Opinion Column

A large number of learners who leave high school to study in the TVET colleges have no idea of what colleges offer. TVET colleges consist of two main streams: You can either enrol for National Certificate vocational (NCV) or National Technical Diploma (NATED) also known as Report 191. Students without Grade 12 are eligible for NCV while students with matric may qualify for Nated.

NCV students are admitted in colleges to study their national certificate vocational starting from NCV level 2 graduating at NCV level 4. The NCV programme start at level 2 because the entrants’ requirement is level 1, which is equivalent to a pass in grade 9. Any candidate without grade 9 may struggle in NCV as that will amount to a gap in knowledge between schools and colleges.
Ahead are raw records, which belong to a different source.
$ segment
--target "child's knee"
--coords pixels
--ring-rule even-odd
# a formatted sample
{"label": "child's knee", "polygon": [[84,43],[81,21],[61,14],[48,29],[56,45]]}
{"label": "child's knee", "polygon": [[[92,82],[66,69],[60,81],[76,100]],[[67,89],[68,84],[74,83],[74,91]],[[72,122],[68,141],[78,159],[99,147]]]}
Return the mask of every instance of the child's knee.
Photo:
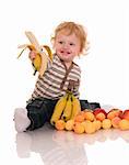
{"label": "child's knee", "polygon": [[14,124],[17,132],[26,131],[26,128],[31,124],[27,118],[27,110],[23,108],[16,108],[14,111]]}

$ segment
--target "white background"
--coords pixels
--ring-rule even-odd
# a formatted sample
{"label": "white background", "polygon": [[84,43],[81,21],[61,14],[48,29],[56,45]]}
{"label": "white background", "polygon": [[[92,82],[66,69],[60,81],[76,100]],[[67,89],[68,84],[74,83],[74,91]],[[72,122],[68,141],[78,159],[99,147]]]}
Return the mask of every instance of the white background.
{"label": "white background", "polygon": [[[82,69],[81,98],[128,109],[129,10],[126,0],[4,0],[0,3],[0,109],[25,106],[36,81],[17,45],[30,43],[34,32],[40,44],[50,45],[55,28],[75,21],[87,28],[91,48],[77,59]],[[51,45],[50,45],[51,46]],[[8,109],[7,109],[8,106]],[[11,108],[11,109],[10,109]]]}
{"label": "white background", "polygon": [[[44,164],[39,155],[33,152],[31,158],[23,160],[20,160],[16,154],[17,134],[13,123],[14,108],[25,106],[36,81],[27,58],[28,52],[16,59],[20,52],[17,45],[30,43],[24,34],[26,30],[33,31],[40,44],[50,45],[50,36],[55,28],[62,21],[79,22],[86,26],[89,32],[90,53],[87,56],[77,59],[82,69],[81,98],[98,101],[101,105],[129,109],[128,0],[1,0],[0,162],[2,164]],[[128,132],[122,132],[121,135],[128,142]],[[98,136],[103,141],[103,135]],[[107,136],[108,134],[106,134]],[[114,139],[113,134],[110,136]],[[28,141],[25,140],[27,138],[21,139],[23,148],[26,146],[24,144],[28,144]],[[44,139],[42,138],[42,140]],[[90,142],[92,140],[94,140],[93,136],[90,138]],[[77,143],[80,142],[81,139],[77,141]],[[120,139],[116,142],[108,145],[107,141],[101,147],[97,145],[98,143],[93,147],[91,144],[86,146],[90,165],[105,164],[103,157],[94,157],[98,155],[96,153],[99,152],[99,148],[104,156],[107,155],[107,152],[109,156],[116,152],[119,155],[117,160],[115,156],[108,158],[107,164],[109,161],[113,164],[121,165],[120,161],[122,164],[127,164],[128,150],[125,148],[128,145],[120,143]],[[120,156],[121,154],[122,156]]]}

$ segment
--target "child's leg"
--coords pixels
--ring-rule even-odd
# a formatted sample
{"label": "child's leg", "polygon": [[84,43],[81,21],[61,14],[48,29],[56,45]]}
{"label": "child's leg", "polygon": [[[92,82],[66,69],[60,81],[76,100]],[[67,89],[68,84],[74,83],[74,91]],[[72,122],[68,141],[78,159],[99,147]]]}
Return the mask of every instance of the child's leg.
{"label": "child's leg", "polygon": [[23,108],[16,108],[14,111],[14,124],[17,132],[26,131],[26,128],[31,124],[31,120],[27,118],[27,110]]}

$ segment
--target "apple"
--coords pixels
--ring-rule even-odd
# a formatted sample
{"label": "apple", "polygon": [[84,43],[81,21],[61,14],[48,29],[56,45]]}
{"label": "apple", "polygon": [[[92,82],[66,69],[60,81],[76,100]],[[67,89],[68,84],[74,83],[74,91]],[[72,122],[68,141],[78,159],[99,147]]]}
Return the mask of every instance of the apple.
{"label": "apple", "polygon": [[129,109],[127,109],[127,110],[124,111],[122,119],[129,120]]}
{"label": "apple", "polygon": [[66,122],[63,120],[56,121],[55,128],[59,131],[64,130]]}
{"label": "apple", "polygon": [[93,111],[96,120],[99,120],[99,121],[103,121],[104,119],[106,119],[106,111],[102,108],[96,108],[94,111]]}
{"label": "apple", "polygon": [[119,109],[112,109],[108,113],[107,113],[107,119],[114,119],[115,117],[119,117],[122,118],[122,111]]}

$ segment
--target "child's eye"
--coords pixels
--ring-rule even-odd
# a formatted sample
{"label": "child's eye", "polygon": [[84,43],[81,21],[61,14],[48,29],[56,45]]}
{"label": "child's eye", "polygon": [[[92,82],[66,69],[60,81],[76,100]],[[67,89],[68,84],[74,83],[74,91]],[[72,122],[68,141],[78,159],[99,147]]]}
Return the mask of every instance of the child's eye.
{"label": "child's eye", "polygon": [[63,42],[62,41],[59,41],[59,44],[62,44]]}

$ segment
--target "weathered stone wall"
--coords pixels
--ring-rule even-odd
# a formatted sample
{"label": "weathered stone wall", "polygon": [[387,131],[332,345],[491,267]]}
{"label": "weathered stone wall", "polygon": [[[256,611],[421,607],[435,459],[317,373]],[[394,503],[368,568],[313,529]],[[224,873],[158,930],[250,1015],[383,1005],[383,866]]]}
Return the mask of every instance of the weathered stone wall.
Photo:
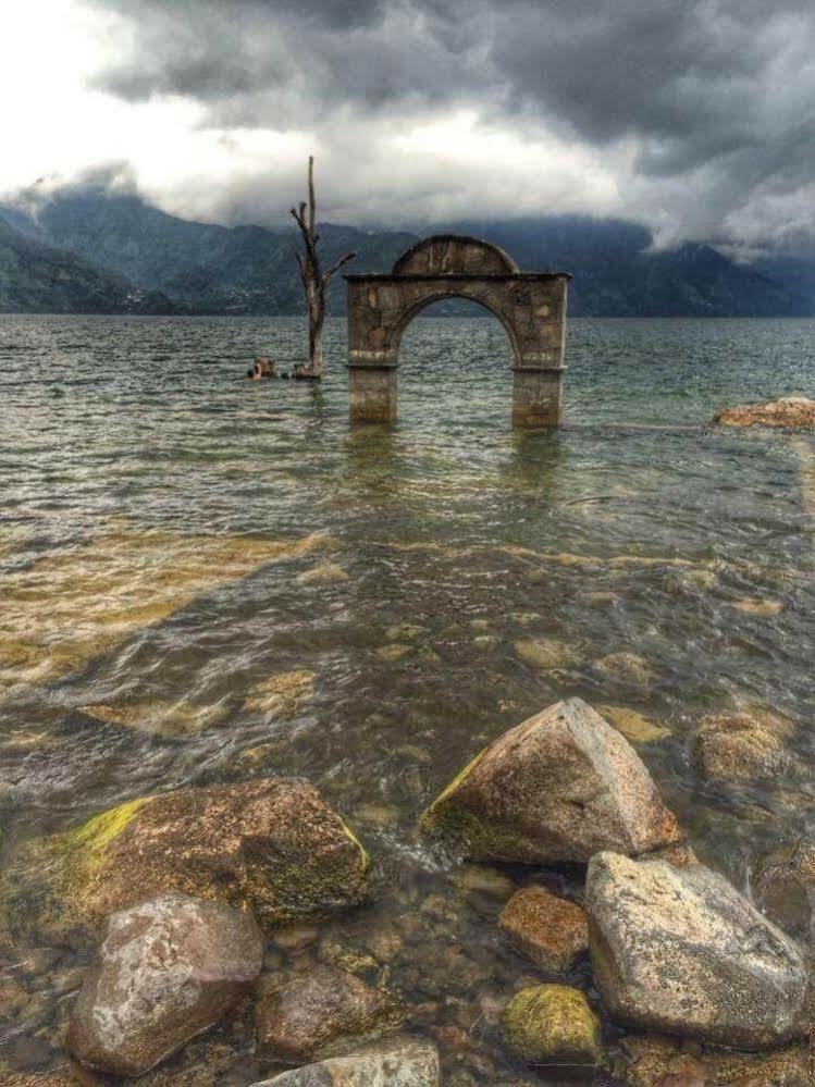
{"label": "weathered stone wall", "polygon": [[508,254],[490,242],[437,234],[403,254],[393,271],[394,275],[499,275],[520,269]]}
{"label": "weathered stone wall", "polygon": [[353,421],[396,418],[396,367],[405,330],[431,302],[468,298],[493,312],[509,336],[515,358],[514,423],[560,422],[566,273],[518,272],[497,247],[444,235],[409,249],[391,275],[346,279]]}

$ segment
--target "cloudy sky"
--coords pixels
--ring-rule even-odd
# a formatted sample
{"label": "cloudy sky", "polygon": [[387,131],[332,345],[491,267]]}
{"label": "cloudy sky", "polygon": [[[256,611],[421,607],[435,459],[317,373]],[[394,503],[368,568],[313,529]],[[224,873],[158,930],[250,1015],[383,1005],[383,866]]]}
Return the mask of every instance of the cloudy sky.
{"label": "cloudy sky", "polygon": [[812,0],[7,0],[0,192],[282,221],[622,215],[811,249]]}

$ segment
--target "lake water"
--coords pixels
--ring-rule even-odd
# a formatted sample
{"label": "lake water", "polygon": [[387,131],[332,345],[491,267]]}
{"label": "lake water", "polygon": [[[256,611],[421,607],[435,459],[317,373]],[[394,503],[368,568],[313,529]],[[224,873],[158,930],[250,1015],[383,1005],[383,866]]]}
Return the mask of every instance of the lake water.
{"label": "lake water", "polygon": [[[566,695],[642,715],[638,751],[743,890],[815,829],[812,781],[715,785],[690,743],[706,714],[771,712],[813,756],[815,445],[708,423],[815,395],[815,322],[573,321],[552,434],[509,429],[491,319],[411,325],[390,429],[348,425],[343,321],[321,387],[243,376],[302,342],[296,319],[0,317],[5,862],[134,796],[305,775],[378,874],[305,953],[387,944],[458,1083],[509,1082],[491,1010],[534,972],[497,937],[501,889],[452,881],[413,835],[485,742]],[[0,953],[30,998],[0,1071],[60,1066],[87,951]],[[212,1038],[213,1083],[262,1071],[232,1026],[170,1067],[206,1069]]]}

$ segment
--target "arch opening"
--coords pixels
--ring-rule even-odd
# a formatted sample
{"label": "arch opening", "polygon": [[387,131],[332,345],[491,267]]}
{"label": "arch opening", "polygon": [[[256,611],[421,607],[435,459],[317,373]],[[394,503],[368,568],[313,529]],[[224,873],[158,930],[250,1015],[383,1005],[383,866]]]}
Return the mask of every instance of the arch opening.
{"label": "arch opening", "polygon": [[[430,320],[446,317],[447,314],[441,312],[437,312],[436,314],[429,314],[427,312],[429,309],[433,309],[434,307],[439,306],[441,302],[446,302],[446,301],[468,302],[469,304],[468,309],[470,311],[468,314],[469,317],[492,318],[494,321],[497,321],[497,323],[502,326],[502,329],[506,333],[506,337],[509,343],[509,351],[510,351],[509,362],[510,365],[515,366],[518,365],[519,361],[518,343],[515,336],[515,330],[513,329],[513,325],[507,320],[507,318],[494,306],[490,306],[489,302],[485,300],[479,298],[472,298],[467,294],[450,294],[449,292],[433,294],[428,296],[427,298],[420,299],[413,302],[411,306],[406,307],[405,310],[399,314],[397,320],[394,322],[394,326],[387,343],[387,354],[393,358],[395,365],[398,366],[399,363],[399,354],[402,350],[402,344],[406,333],[408,332],[408,329],[413,323],[413,321],[420,317],[425,317],[429,318]],[[449,316],[455,318],[458,314],[453,313]],[[466,320],[467,317],[462,317],[461,319]]]}
{"label": "arch opening", "polygon": [[411,246],[390,275],[347,275],[351,421],[396,418],[406,329],[433,302],[465,298],[497,318],[509,337],[514,423],[558,425],[569,279],[565,272],[520,272],[497,246],[449,234]]}

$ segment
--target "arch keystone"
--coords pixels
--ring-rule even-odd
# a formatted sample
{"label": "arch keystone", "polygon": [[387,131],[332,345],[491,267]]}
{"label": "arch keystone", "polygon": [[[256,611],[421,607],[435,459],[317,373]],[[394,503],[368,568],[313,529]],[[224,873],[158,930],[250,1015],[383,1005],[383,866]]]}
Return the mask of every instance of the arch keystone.
{"label": "arch keystone", "polygon": [[402,336],[425,306],[468,298],[497,317],[513,347],[516,427],[557,427],[566,371],[566,272],[521,272],[498,246],[436,234],[385,275],[346,275],[351,422],[396,418]]}

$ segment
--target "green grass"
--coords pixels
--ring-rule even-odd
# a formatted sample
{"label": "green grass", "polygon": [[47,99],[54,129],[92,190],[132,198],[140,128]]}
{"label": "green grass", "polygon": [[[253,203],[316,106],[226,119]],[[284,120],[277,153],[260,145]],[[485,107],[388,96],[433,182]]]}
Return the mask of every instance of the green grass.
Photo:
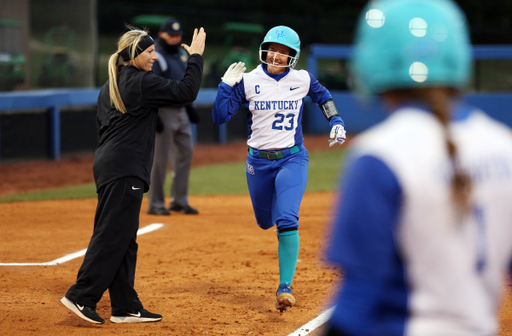
{"label": "green grass", "polygon": [[[335,190],[342,169],[343,155],[343,149],[310,153],[306,191]],[[168,174],[165,183],[166,193],[169,192],[170,185],[170,174]],[[247,193],[245,162],[203,166],[192,169],[190,173],[190,195],[240,195]],[[0,197],[0,202],[81,198],[96,198],[94,183],[4,196]]]}

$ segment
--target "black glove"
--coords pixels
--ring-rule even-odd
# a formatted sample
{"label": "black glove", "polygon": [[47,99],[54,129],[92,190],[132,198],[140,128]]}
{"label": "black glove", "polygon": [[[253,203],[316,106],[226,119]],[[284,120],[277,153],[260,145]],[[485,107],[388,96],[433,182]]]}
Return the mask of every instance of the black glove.
{"label": "black glove", "polygon": [[197,113],[196,108],[192,105],[186,105],[185,108],[187,109],[188,119],[193,124],[199,124],[199,113]]}
{"label": "black glove", "polygon": [[162,118],[160,116],[156,117],[156,132],[162,133],[164,131],[164,122],[162,121]]}

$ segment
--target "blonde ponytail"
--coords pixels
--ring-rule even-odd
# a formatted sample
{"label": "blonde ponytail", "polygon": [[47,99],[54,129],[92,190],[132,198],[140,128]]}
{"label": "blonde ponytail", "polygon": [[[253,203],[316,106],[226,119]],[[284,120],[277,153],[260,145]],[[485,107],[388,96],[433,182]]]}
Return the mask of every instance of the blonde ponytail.
{"label": "blonde ponytail", "polygon": [[126,113],[126,107],[124,106],[121,93],[119,92],[119,86],[117,85],[117,63],[119,62],[119,53],[114,53],[108,60],[108,88],[110,92],[110,103],[116,107],[121,113]]}
{"label": "blonde ponytail", "polygon": [[117,83],[119,75],[117,64],[119,62],[120,53],[124,49],[130,48],[130,61],[128,61],[128,63],[131,63],[136,57],[136,46],[142,38],[148,35],[148,31],[146,30],[140,30],[131,26],[128,26],[128,29],[130,30],[123,34],[117,43],[117,52],[112,54],[108,60],[108,88],[110,93],[110,103],[121,113],[126,113],[126,106],[124,105],[121,93],[119,92],[119,85]]}

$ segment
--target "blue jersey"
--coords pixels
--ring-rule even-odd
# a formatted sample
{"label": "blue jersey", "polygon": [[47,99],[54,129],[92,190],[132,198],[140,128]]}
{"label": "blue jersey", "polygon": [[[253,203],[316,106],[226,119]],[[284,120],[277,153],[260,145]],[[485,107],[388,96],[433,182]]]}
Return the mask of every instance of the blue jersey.
{"label": "blue jersey", "polygon": [[[272,75],[259,65],[233,87],[221,82],[213,107],[213,120],[222,124],[230,120],[243,104],[248,111],[247,144],[256,149],[272,150],[300,146],[304,98],[321,105],[331,99],[329,91],[305,70],[287,68]],[[340,117],[331,126],[343,124]]]}
{"label": "blue jersey", "polygon": [[331,317],[349,335],[492,335],[512,256],[512,132],[461,108],[450,128],[472,179],[463,220],[444,129],[395,111],[353,143],[328,249],[343,283]]}

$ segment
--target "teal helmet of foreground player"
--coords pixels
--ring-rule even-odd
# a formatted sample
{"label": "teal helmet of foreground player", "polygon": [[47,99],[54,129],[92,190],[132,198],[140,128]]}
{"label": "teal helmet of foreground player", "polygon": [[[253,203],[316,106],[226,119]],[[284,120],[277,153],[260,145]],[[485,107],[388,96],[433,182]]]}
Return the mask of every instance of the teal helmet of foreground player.
{"label": "teal helmet of foreground player", "polygon": [[451,0],[381,0],[362,13],[351,61],[363,96],[469,81],[467,22]]}
{"label": "teal helmet of foreground player", "polygon": [[262,63],[267,64],[268,45],[272,42],[285,45],[291,49],[287,66],[295,67],[300,55],[300,38],[295,30],[287,26],[277,26],[270,29],[260,44],[260,61]]}

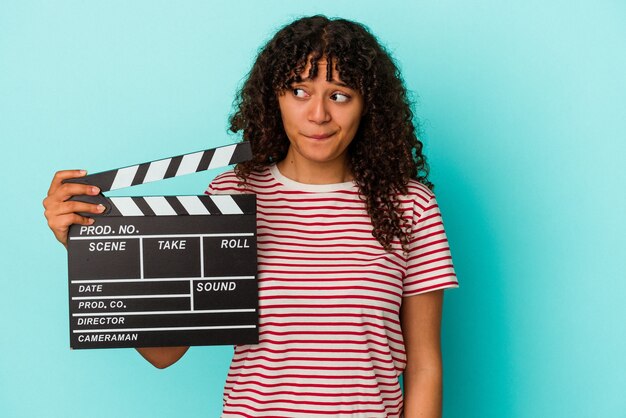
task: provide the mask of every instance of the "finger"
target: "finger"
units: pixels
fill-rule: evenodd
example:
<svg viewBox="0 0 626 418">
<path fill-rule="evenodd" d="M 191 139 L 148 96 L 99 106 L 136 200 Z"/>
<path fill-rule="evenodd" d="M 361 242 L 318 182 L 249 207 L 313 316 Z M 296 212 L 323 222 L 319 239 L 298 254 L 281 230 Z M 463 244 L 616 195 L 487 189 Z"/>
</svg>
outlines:
<svg viewBox="0 0 626 418">
<path fill-rule="evenodd" d="M 96 186 L 78 183 L 66 183 L 56 189 L 56 191 L 43 200 L 43 207 L 46 210 L 54 211 L 61 203 L 72 196 L 97 195 L 100 189 Z"/>
<path fill-rule="evenodd" d="M 85 170 L 61 170 L 57 171 L 52 178 L 52 183 L 50 183 L 50 188 L 48 189 L 48 195 L 54 193 L 56 189 L 63 184 L 63 180 L 73 179 L 77 177 L 84 177 L 87 175 L 87 171 Z"/>
<path fill-rule="evenodd" d="M 75 213 L 61 216 L 57 218 L 57 221 L 59 221 L 59 225 L 50 225 L 50 229 L 52 230 L 52 233 L 54 233 L 56 239 L 65 246 L 67 246 L 67 234 L 70 225 L 92 225 L 94 223 L 93 218 L 87 218 Z"/>
<path fill-rule="evenodd" d="M 67 231 L 70 225 L 91 225 L 95 222 L 93 218 L 81 216 L 77 213 L 68 213 L 65 215 L 55 216 L 48 220 L 48 226 L 54 232 L 54 235 L 58 237 L 67 235 Z"/>
<path fill-rule="evenodd" d="M 72 196 L 80 196 L 83 194 L 95 196 L 98 193 L 100 193 L 100 189 L 97 186 L 79 183 L 65 183 L 61 185 L 50 197 L 54 196 L 54 200 L 64 202 Z"/>
<path fill-rule="evenodd" d="M 93 203 L 85 203 L 85 202 L 79 202 L 76 200 L 68 200 L 67 202 L 63 202 L 62 204 L 60 204 L 56 211 L 55 211 L 55 215 L 56 216 L 60 216 L 60 215 L 65 215 L 68 213 L 93 213 L 93 214 L 99 214 L 104 212 L 106 208 L 104 207 L 104 205 L 94 205 Z"/>
</svg>

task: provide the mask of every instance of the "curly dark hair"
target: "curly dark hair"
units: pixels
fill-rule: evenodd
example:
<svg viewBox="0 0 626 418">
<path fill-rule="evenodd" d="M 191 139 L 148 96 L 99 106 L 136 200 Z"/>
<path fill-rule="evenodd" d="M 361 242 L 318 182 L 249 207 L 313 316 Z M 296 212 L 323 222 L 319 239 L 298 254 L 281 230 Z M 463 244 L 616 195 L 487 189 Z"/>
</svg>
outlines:
<svg viewBox="0 0 626 418">
<path fill-rule="evenodd" d="M 348 164 L 372 220 L 372 235 L 387 251 L 397 237 L 406 251 L 411 223 L 402 219 L 398 196 L 407 193 L 409 179 L 431 189 L 433 184 L 400 71 L 359 23 L 325 16 L 301 18 L 261 48 L 230 117 L 230 130 L 243 131 L 254 155 L 235 171 L 245 182 L 251 172 L 285 158 L 289 139 L 277 96 L 302 80 L 308 63 L 308 77 L 315 78 L 320 59 L 326 59 L 328 81 L 336 69 L 341 81 L 363 96 L 363 115 L 348 147 Z"/>
</svg>

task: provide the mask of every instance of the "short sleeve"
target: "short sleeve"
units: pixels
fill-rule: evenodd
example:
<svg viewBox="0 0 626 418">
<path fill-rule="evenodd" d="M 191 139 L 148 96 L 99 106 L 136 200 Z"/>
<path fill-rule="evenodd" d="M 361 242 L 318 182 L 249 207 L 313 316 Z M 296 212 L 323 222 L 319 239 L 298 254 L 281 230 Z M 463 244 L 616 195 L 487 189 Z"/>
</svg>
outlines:
<svg viewBox="0 0 626 418">
<path fill-rule="evenodd" d="M 435 197 L 414 203 L 403 296 L 458 287 L 443 220 Z"/>
</svg>

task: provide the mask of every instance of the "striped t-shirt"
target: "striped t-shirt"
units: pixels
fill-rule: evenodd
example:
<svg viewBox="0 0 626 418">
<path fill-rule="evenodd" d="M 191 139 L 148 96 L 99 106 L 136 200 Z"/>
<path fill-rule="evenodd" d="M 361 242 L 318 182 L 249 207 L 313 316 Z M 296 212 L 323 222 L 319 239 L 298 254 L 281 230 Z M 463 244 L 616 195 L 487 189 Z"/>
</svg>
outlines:
<svg viewBox="0 0 626 418">
<path fill-rule="evenodd" d="M 257 195 L 259 343 L 235 347 L 223 417 L 399 417 L 403 297 L 457 287 L 432 192 L 401 197 L 410 252 L 386 252 L 353 182 L 302 184 L 272 166 L 208 194 Z"/>
</svg>

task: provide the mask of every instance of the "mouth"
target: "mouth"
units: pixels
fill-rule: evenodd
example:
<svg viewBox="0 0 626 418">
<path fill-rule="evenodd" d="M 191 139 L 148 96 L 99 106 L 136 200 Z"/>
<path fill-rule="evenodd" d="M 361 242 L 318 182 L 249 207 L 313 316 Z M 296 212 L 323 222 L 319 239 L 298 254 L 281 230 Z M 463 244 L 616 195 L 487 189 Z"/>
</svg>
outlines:
<svg viewBox="0 0 626 418">
<path fill-rule="evenodd" d="M 321 133 L 321 134 L 302 134 L 302 135 L 311 139 L 326 139 L 326 138 L 330 138 L 334 134 L 335 132 L 327 132 L 327 133 Z"/>
</svg>

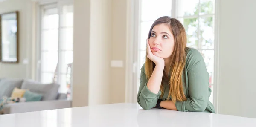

Nated students do not study levels but N courses. Both N1 and N2 are in the process of being faced out because they rate lower than grade 12. If a NATED student is placed in any class lower than N2, that students would be disadvantaged in that he would be thrown in a class lower than what he/she deserves academically.

There are colleges who force students with matric to start at N1 and N2 against the law simply because they want minimise high failure rate at the expense of the student’s time and money for their selfish ambitions to increase pass rate and attract good reputation from the Department of higher education and training. This evil mentality is being practised despite the mandate given to the department to monitor the operations at colleges. The department has always been complicit to the crime.

The crime committed by TVET colleges management and the Department of Higher education has been happening for sometime now. The problem is aggravated by lack of knowledge and information within the prospective students. However, students who are informed about their right to start at N3 may succumb to colleges’ evil practices for fear of being denied admission.

Colleges are not alone in this crime; the department of higher education and training cannot shake off the blame on the grounds that they did not know that colleges are a law unto themselves. It is important to understand that in South Africa like in many democratic countries the ignorance of the law cannot be an excuse.

Prospective college students have a duty to do research before coming to colleges to avoid academic criminality that has been going on scotch free in colleges. Many families in south Africa have their youth robbed a year or two because of the officials who do things their own way in order to impress the department and other stakeholders through satanic methods. It ironical that many of these criminal officialdoms regard themselves as God s’ children and people of integrity.

It is high time that newspapers and other literary works understand their role in community by exposing the annoyance of officials who feed themselves from the public purse through illicit ways.